Irving se sacó una tarjeta de felicitación del bolsillo de la chaqueta y la colocó sobre la repisa. En la cubierta había una policía tetuda con la blusa del uniforme desabotonada hasta el ombligo. Se golpeaba la mano con la porra de forma impaciente y de su boca salía un bocadillo que decía: «Cúrate pronto o si no…» Bosch tendría que leer el interior para enterarse del chiste.
– No me la había olvidado, pero quería decirle algo en privado. -Irving se quedó mudo al pie de la cama hasta que Bosch asintió con la cabeza-. Es usted bueno en lo que hace, detective Bosch. Todo el mundo lo sabe, pero eso no quiere decir que sea un buen agente de policía. Se niega a formar parte de la «familia». Y eso no es bueno. Yo, en cambio, tengo que proteger este departamento. Para mí ése es el trabajo más importante del mundo. Y una de las mejores formas de hacerlo es controlar a la opinión pública; tener a todo el mundo contento. Si eso significa hacer públicos unos cuantos comunicados de prensa y organizar un par de funerales con el alcalde, las cámaras de televisión y todos los jefazos, eso haremos. La protección del departamento es más importante que el hecho de que dos policías torpes cometieran un error. -Irving hizo una pausa-. Lo mismo ocurre con el Buró Federal de Investigación. Ellos preferirán crucificarle a usted antes que flagelarse públicamente con lo de Rourke. Le estoy diciendo que la primera regla que tiene que aprender es que la mejor manera de no tener problemas es no darlos.
– Eso es mentira y lo sabe.
– No, no lo sé. Y en el fondo, usted tampoco lo sabe. Déjeme preguntarle algo. ¿Por qué cree que Lewis y Clarke se echaron atrás en la investigación del caso del Maquillador?
Cuando Bosch no dijo nada, Irving asintió con la cabeza.
– Como ve, tuve que tomar una decisión. ¿Era mejor ver a uno de nuestros detectives vilipendiado por los periódicos y con cargos criminales contra él o lograr que le suspendieran y trasladaran discretamente? -Irving dejó que la pregunta flotara en el aire unos segundos antes de proseguir-. Otra cosa. Lewis y Clarke me vinieron a ver el otro día para contarme lo que les hizo. Lo de esposarlos a esa palmera. Fue horrible, pero ellos estaban más felices que unas animadoras después de una noche con el equipo de fútbol. Le tenían cogido por los huevos y estaban a punto de denunciarle allí mismo.
– Ellos me tenían, pero yo los tenía a ellos.
– No.
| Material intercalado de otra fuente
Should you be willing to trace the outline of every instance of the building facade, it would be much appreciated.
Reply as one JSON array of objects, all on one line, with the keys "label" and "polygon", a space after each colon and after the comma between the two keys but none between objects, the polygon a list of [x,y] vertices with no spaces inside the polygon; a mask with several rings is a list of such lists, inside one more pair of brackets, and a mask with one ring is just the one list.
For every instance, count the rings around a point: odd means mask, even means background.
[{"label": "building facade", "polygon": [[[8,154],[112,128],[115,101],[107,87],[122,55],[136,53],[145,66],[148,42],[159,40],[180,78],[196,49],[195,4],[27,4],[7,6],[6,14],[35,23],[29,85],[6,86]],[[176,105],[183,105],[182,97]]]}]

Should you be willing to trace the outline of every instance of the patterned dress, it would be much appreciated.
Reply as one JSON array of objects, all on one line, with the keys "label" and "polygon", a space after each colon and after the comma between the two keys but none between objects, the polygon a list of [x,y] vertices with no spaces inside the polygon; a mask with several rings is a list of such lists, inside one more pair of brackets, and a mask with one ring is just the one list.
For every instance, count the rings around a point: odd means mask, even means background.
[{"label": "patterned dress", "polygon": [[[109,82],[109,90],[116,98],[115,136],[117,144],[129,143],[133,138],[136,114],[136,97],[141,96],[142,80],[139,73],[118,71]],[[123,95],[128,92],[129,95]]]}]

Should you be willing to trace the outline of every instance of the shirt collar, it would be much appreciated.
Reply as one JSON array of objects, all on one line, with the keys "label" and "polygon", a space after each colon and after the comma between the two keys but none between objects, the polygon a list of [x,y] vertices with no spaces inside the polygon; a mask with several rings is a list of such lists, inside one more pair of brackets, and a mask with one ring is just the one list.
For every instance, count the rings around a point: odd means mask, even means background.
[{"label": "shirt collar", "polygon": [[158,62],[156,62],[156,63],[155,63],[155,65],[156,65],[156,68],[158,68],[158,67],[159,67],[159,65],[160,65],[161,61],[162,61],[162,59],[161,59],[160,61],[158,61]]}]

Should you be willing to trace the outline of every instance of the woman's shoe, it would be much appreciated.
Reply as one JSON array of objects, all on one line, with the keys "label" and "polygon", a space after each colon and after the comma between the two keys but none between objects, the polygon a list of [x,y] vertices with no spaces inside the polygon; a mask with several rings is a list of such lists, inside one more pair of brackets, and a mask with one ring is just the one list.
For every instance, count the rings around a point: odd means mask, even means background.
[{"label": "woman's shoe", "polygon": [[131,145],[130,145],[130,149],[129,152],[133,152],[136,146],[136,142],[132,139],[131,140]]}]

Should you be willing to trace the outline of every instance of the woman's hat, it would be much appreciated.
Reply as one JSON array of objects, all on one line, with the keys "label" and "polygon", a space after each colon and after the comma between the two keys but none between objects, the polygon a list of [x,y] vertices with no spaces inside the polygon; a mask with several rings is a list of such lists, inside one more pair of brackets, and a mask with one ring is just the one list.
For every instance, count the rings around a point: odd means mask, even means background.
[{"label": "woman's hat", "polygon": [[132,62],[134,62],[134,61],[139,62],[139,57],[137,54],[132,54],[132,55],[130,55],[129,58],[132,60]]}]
Eso es lo que le estoy diciendo. Me vinieron a contar esa historia de la escucha telefónica, lo que usted les dijo. Pero la cuestión es que ellos no le pincharon el teléfono, como usted creía. Lo comprobé. Eso es lo que trato de decirle. Ellos le tenían a usted.
– Entonces quién… -Bosch se calló. Ya sabía la respuesta.
– Les dije que esperaran unos cuantos días. Para seguir vigilando y averiguar qué pasaba, porque claramente estaba pasando algo. Esos dos siempre fueron difíciles de controlar cuando se trataba de usted, Bosch. Se pasaron cuando pararon a ese tal Avery y le pidieron que les llevara a la cámara acorazada. Pero pagaron el precio.
– ¿Y el FBI, qué dijeron ellos del micrófono?
– No lo sé y no quiero preguntar. Si lo hiciera me dirían: «¿Qué micrófono?» Ya lo sabe.
Bosch asintió e inmediatamente se cansó de aquel hombre. Un pensamiento pugnaba por entrar en su cabeza, pero no quería dejarlo pasar. Apartó la vista de Irving y miró por la ventana.
Éste le repitió que pensara en el departamento antes de hacer algo y se marchó. Cuando estuvo seguro de que Irving había salido al pasillo, Bosch le pegó un golpe al jarrón de margaritas y lo derribó. Como era de plástico, no se rompió; los únicos daños fueron el agua derramada y las flores. La cara de hurón de Galvin Júnior se asomó un segundo a la puerta. No dijo nada, pero Bosch dedujo que estaba apostado en el pasillo. ¿Para su protección? ¿O para la del departamento? Bosch no lo sabía. Ya no sabía nada.